As with so many of the major problems the U.S. faces today, it is far too early to judge Obama's "leadership" on the tax/deficit front.  If he gets re-elected and never makes a serious effort to raise revenue, scale back our military commitments, and continue work on bending the Medicare/Medicaid cost curve (which means in large part defending and warding off defunding of the PPACA), then it will be time to say he failed to lead. Not now.

UPDATE 2/15: In today's WSJ, budget director Jacob Lew, who helped Clinton outmaneuver the GOP on budget matters, is explicit about the low-profile approach to presidential leadership:
By trimming programs dear to his party's liberals, Mr. Obama may improve his credibility as a budget-cutter. Yet the White House budget plan offers little new on one of the nation's most fundamental problems, spending on mandatory programs, which would grow to nearly $3.5 trillion by 2021 from $2.1 trillion next year.

That omission is by design. Jacob Lew, Mr. Obama's budget director, said such proposals had a better chance in closed-doors talks with Republicans.
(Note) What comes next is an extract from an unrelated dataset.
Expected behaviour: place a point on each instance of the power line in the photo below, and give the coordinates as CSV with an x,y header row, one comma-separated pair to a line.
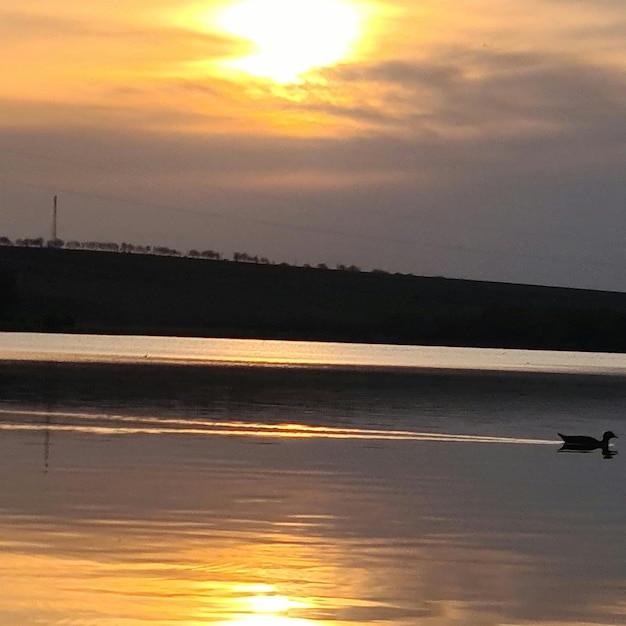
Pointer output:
x,y
313,229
House Republicans attacked that as a dereliction of duty...
"House Republicans attacked"....Andrew Sullivan continues to be drawn into that political trap; Obama refuses to.

UPDATE II 2/15: In a press conference  today, Obama himself explained that he thinks coming out with a full-blown plan would be counterproductive, for the reasons outlined above.


  1. Sprung, solid analysis here.

    2 quick points:

    Style-wise, that's a clever line about how "an argument can carry within it the seeds of its own refutation".

    Substance-wise, as a media consultant, would you consider the Healthcare law debate (and its feature of town hall fights and death panels) a case in point for why a president's "unilateral leadership" may not be the most politically constructive strategy?

    Some may argue that Obama's initiation of healthcare reform is why we actually have the new healthcare reform law today. Thoughts?

  2. Or perhaps, Obama's attempt to "take the lead" on healthcare reform is exactly why we have the very weak healthcare reform we got. It's the best that could be hammered out amongst the wailing and gnashing of teeth.

    Perhaps a more measured, back-room approach would have achieved a better plan for everyone, without any openings for death panel distractions.